In surgery of the lower spinal column, the surgeon needs to locate the correct level for the surgical intervention on the patient without direct vision on the spinal column. Current approaches for determining this level are not always accurate, and may require an X-ray system, which is cumbersome and uses ionizing radiation. In this project we develop an innovative approach where ultrasound imaging, a harmless and relatively cheap imaging modality, is used to determine in real-time the correct level for the surgery. The essence is a automated, quantitative measurement of differences in lateral profiles of spinous processes. To this end, we developed:
- an automated bone segmentation approach for segmenting the spinous process in 2D ultrasound images,
- an automated bone segmentation approach for lumbar spinal column X-ray images,
- a shape-based matching approach that determines the vertebral body level based on the shapes from X-ray and ultrasound images.

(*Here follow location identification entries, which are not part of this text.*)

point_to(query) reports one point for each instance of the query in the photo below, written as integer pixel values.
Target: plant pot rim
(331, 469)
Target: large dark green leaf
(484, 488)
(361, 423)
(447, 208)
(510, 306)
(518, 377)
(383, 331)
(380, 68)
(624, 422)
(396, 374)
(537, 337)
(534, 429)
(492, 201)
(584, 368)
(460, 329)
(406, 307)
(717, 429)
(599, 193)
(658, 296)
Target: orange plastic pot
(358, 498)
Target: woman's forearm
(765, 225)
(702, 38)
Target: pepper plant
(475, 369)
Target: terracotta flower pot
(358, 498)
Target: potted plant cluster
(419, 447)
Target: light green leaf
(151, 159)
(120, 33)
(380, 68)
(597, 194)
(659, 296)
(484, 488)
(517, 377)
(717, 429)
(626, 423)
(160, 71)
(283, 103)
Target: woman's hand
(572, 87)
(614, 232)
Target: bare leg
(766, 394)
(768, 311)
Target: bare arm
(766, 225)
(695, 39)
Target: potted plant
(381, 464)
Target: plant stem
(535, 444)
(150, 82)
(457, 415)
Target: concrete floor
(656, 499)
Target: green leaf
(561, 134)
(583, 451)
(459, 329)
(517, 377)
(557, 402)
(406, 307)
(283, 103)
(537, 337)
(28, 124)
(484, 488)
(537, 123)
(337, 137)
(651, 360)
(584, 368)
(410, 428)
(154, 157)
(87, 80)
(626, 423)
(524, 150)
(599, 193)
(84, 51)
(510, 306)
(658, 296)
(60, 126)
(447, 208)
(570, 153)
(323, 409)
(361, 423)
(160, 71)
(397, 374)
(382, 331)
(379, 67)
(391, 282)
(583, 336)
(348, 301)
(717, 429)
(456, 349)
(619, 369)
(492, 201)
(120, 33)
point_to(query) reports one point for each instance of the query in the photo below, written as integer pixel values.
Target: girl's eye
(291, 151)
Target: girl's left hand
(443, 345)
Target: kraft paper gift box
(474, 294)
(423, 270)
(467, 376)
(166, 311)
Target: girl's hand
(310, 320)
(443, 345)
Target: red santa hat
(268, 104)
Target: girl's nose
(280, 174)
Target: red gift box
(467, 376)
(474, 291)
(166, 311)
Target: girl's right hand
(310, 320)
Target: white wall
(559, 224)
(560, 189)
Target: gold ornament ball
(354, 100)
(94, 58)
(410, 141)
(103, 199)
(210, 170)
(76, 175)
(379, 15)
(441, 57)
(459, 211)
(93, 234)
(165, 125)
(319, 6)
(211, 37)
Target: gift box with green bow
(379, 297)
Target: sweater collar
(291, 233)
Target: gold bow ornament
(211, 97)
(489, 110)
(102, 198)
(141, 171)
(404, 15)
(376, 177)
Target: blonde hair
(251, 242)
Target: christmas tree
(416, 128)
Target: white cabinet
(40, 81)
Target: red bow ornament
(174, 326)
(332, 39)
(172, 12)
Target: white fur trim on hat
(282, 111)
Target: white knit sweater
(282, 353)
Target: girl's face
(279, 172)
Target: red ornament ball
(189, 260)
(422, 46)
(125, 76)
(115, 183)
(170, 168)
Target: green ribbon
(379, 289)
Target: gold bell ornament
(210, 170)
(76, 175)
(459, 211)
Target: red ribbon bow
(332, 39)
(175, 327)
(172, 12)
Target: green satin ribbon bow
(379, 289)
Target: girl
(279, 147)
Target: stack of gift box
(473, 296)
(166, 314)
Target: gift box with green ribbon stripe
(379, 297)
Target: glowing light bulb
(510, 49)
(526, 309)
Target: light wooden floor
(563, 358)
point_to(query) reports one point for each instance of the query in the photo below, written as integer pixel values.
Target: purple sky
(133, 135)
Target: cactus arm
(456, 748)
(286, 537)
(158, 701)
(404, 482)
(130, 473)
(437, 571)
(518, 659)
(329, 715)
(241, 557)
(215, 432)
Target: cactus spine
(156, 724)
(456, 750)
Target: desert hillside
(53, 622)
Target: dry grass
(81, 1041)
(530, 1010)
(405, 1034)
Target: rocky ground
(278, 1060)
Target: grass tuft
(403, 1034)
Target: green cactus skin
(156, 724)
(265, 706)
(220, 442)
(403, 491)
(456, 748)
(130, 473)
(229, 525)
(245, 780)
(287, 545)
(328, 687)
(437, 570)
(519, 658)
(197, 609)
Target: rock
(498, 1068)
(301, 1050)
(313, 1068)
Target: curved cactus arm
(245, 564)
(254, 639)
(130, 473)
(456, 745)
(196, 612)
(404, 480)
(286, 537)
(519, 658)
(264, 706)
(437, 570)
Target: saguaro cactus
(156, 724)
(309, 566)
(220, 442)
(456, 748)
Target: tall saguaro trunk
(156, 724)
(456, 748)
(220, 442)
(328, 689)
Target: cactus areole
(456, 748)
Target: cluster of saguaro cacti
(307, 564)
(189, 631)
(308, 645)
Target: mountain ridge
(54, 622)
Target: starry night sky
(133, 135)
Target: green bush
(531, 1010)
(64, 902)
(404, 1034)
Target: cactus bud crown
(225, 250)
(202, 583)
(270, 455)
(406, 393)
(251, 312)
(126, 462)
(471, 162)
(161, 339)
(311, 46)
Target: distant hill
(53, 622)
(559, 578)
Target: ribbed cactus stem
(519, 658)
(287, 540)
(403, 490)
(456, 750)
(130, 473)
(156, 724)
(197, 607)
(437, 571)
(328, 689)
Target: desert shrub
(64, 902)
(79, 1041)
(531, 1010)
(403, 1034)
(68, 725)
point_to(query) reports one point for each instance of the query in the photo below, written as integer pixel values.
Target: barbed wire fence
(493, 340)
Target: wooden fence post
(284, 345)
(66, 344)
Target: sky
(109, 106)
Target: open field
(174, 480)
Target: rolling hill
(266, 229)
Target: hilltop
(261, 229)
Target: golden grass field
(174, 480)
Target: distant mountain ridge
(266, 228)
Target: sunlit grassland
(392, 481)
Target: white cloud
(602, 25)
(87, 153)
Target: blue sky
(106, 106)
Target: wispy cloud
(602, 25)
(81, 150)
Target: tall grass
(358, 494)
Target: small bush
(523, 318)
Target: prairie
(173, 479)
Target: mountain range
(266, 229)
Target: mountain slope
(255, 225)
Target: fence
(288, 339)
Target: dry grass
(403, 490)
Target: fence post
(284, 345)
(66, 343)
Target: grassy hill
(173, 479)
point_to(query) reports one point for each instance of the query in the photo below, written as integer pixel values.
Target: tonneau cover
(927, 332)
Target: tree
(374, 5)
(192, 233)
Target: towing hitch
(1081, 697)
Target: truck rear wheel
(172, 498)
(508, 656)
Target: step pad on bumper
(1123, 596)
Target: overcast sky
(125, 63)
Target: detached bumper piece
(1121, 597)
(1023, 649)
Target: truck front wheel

Baka et al., UMB 2017 : Ultrasound (US) imaging is a safe alternative to radiography for guidance during minimally invasive orthopedic procedures. However, ultrasound is challenging to interpret because of the relatively low signal-tonoise ratio and its inherent speckle pattern that decreases image quality. Here we describe a method for automatic bone segmentation in 2-D ultrasound images using a patch-based random forest classifier and several ultrasound specific features, such as shadowing. We illustrate that existing shadow features are not robust to changes in US acquisition parameters, and propose a novel robust shadow feature. We evaluate the method on several US data sets and report that it favorably compares with existing techniques. We achieve a recall of 0.86 at a precision of 0.82 on a test set of 143 spinal US images.
Roodhorst, MSc project TUE : Purpose of this project was to automate the X-ray spinous process segmentation, and investigate the effect of the segmentation automation on the overall localization accuracy. We implemented a U-net-based segmentation for X-ray spinous process contours. Using manual localization and automatic segmentation using U-net, results show a X-ray spinous process segmentation accuracy of 80% DSC similarity.
Baka et al., TMI 2017 : Localization of the correct vertebral level for surgical entry during lumbar hernia surgery is not straightforward. In this paper, we develop and evaluate a solution using free-hand 2-D ultrasound (US) imaging in the operation room (OR). Our system exploits the difference in spinous process shapes of the vertebrae. The spinous processes are pre-operatively outlined and labeled in a lateral lumbar X-ray of the patient. Then, in the OR the spinous processes are imagedwith 2-D sagittalUS, and are automatically segmented and registeredwith the X-ray shapes.After a small number of scanned vertebrae, the system robustly matches the shapes, and propagates the X-ray label to the US images. The main contributions of our work are: we propose a deep convolutional neural network-based bone segmentation algorithm from US imaging that outperforms state of the art methods in both performance and speed. We present a matching strategy that determines the levels of the spinal processes being imaged. And lastly, we evaluate the complete procedure on 19 clinical data sets from two hospitals, and two observers. The final labeling was correct in 92% of the cases, demonstrating the feasibility of US-based surgical entry point detection for spinal surgeries.